あいつは前世を持つことを今を生きるための糧だと言った。
そして、九音は過去からの歩みであると口にした。
はたして正解はどちらなのかと考え、恐らくは自分で答えを出した結果が答えなのだと、俺は勝手に納得していた。
「さて、これにて私の中の葛藤も消化できた訳ですし、本題へ戻りましょうか」
「清々しいまでの切り替えの早さだ。いいぞ、実に好ましい」
「えっと…それで、どこまでお話しましたでしょうか?」
「阿呆め、お前が前世を思い出した所で話が脱線したんだ」
「まあ、そこからですか。参りました、私悩みが解決しましたので、長い話をするのがめっさ面倒です」
「お前…自分から話すと言っておいてからに」
俺の気のせいでなければ、正体がばれる前よりもはるかに自由になっていないか?
俺は、迂闊に九音の悩みを解決した事を後悔し始めていた。もし、九音が開き直って義経部分を全力で出してきたとすれば、対処に終えないだろう。なにせ義経は、史実にしてもめちゃくちゃな事をやらかしているからだ。
「九音、抑え目で頼むぞ。何の事かは分からんでいいが、ともかく抑え目だ」
「はい、全力でいきます。全て分かった上で全力で頑張ります」
九音はかつてないほどの全力の笑顔で俺の願いを正面から叩き割った。
駄目だ、この女薄々分かっていたが性格が悪い。清美とは違った意味で、話が通じないタイプだ。面白い、実に面白い。今は面倒以外のなにものでもない訳だがな。

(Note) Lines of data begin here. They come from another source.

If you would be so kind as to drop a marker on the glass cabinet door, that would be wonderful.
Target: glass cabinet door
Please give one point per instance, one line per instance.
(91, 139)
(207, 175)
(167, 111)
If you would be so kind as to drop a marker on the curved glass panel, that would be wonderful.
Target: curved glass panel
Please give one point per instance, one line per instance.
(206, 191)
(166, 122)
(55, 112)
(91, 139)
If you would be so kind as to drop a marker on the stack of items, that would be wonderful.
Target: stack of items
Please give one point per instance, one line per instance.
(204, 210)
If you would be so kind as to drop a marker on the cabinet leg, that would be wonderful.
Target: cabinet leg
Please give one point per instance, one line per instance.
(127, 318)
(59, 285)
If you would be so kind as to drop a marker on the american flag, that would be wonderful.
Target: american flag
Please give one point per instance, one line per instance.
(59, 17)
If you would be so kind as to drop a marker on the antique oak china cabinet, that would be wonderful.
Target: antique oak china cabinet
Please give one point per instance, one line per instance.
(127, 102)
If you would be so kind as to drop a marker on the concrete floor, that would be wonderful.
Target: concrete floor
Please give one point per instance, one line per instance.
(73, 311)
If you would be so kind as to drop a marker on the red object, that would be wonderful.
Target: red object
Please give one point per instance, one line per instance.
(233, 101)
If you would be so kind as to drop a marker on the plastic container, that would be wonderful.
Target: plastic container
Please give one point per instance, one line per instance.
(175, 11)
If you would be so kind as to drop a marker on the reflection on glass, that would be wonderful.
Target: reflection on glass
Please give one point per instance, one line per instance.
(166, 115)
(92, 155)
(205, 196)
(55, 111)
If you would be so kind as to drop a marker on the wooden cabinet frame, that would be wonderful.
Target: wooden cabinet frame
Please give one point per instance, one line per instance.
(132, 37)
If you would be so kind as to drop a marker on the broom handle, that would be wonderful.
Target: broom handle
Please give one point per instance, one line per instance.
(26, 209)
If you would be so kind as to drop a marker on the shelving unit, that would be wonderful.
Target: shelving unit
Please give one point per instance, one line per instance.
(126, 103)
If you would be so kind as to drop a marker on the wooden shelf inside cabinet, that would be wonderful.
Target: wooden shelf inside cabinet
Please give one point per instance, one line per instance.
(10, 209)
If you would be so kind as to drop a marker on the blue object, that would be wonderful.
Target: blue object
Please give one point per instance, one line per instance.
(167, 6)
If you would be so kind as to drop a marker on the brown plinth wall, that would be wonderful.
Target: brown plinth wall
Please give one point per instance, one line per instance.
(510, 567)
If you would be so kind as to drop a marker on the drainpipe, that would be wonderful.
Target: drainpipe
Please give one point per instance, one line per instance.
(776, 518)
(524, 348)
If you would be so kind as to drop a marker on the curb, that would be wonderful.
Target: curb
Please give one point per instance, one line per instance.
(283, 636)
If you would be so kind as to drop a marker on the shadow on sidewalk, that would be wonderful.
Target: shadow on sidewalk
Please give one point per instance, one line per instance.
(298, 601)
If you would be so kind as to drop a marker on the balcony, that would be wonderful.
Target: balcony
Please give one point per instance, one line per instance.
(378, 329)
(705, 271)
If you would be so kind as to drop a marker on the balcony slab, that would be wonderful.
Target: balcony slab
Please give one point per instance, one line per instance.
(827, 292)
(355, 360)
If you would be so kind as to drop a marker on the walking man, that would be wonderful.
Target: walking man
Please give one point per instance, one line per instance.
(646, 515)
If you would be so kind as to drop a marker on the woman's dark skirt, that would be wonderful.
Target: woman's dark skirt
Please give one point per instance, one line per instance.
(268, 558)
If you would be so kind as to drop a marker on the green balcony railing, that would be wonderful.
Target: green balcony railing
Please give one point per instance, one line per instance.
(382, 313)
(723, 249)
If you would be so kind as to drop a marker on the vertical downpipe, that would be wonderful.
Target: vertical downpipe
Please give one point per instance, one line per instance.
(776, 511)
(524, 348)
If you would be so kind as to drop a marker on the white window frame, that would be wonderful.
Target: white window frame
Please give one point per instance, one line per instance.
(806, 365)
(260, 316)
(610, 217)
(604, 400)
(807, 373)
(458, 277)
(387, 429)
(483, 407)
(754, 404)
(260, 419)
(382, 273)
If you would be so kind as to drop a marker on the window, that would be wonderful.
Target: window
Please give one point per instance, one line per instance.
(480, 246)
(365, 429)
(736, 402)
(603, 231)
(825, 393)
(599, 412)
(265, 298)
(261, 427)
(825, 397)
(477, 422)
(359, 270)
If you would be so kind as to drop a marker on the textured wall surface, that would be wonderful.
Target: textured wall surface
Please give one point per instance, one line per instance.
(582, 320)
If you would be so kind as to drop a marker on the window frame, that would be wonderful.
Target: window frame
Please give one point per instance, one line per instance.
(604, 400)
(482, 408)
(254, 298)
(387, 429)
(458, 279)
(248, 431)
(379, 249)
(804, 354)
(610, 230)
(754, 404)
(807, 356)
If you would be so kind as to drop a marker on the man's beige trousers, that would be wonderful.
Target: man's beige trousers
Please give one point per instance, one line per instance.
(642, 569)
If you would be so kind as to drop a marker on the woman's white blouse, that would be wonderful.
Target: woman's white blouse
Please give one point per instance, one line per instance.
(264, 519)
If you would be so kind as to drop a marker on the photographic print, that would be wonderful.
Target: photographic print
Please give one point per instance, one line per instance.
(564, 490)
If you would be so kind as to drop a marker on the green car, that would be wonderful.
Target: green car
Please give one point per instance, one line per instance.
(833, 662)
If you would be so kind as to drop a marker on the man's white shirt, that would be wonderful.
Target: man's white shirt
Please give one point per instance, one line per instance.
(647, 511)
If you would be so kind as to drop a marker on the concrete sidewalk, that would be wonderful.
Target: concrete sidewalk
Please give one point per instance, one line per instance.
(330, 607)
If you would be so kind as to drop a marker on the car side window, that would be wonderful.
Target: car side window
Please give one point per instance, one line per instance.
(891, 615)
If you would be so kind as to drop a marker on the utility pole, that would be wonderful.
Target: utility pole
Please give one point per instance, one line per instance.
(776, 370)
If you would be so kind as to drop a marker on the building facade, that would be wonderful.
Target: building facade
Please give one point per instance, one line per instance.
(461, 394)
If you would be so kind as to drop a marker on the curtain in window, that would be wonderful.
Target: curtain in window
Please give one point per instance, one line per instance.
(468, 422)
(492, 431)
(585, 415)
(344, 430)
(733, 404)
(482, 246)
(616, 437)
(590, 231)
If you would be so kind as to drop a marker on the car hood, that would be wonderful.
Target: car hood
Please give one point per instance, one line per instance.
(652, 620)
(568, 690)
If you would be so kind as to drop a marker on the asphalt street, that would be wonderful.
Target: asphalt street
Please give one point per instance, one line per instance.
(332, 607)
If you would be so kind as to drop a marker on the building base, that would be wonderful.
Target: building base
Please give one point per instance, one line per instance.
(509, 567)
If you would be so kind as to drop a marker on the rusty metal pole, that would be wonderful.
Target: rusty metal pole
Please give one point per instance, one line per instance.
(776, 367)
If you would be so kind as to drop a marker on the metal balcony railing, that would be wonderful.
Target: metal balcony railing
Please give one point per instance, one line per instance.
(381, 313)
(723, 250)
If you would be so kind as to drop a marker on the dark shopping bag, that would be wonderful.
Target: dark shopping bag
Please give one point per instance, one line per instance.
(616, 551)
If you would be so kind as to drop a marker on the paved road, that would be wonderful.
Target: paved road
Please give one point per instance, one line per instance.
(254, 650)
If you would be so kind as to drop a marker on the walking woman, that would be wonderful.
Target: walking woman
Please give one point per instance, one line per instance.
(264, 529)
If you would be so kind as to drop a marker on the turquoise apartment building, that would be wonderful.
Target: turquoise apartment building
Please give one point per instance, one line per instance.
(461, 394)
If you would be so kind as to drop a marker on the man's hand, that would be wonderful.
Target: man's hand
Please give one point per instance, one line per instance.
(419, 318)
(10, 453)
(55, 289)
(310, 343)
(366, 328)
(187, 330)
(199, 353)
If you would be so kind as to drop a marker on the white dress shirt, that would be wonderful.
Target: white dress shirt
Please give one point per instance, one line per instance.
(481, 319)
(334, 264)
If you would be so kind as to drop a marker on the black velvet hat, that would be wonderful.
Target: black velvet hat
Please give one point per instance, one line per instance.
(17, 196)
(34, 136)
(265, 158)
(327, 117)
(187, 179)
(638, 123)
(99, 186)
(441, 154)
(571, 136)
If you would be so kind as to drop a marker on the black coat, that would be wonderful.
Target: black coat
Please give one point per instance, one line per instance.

「さて、では話の続きをしましょう。義経だと分かった結果、どうしても鎌倉に帰りたくなった私は、追っ手をまきつつ鎌倉へ。鎌倉到着後、自分の過去を書物などで読みながら、心を痛めたりヤキモキしていました。その過程でストレスを発散するごとく色々な趣味に没頭し、意外とエンジョイライフを送りました」
「随分と色々端折った上に余計な情報があるが、存外分かりやすいな。いいぞ、その調子だ」
「そして、どうしても解決しなければいけない出来事に出くわし、気がつけばある男性にかどわかされ、レズとポンコツ少女が居る家へ軟禁される事になりました。さらに日焼け系サバサバ女子と不思議系黒髪幼女が家に追加され、私の行く末はどちらへ。ああ…無常です」
「何が、ああ無常だ。軟禁などしていないし、かどわかしてなど断じてない。お前が勝手に住み着こうとしたんだろうが」
俺は気を荒立てずに冷静にツッコミを入れた。九音が明らかにハッスルし始めた以上、俺が冷静さを保たなければ、場が荒れに荒れる事間違いないからだ。
というよりも、
「解決しなければいけない事って何だ?」
九音が完全に需要な部分を誤魔化しにかかっている以上、流される訳にはいかない。
「義君、めっさ寂しい反応です。すっかり枯れてしまったんですね…」
「枯れとらんわ! …ごほん、九音よ俺は誤魔化されんからな」
「自分は毎回誤魔化そうとするのに、人には駄目だというのは暴論ですよ」
「黙れ、俺はそういう人間だ」
「そうでしたね」
九音の奴、あっさり納得しやがった。ふざけるなよクソ女、とでも言いたい所だが事実なので押し黙るしかない。九音が自分を認めたように、俺も自分を認めよう。決して楽な方に流れているわけではないぞ。決してだ。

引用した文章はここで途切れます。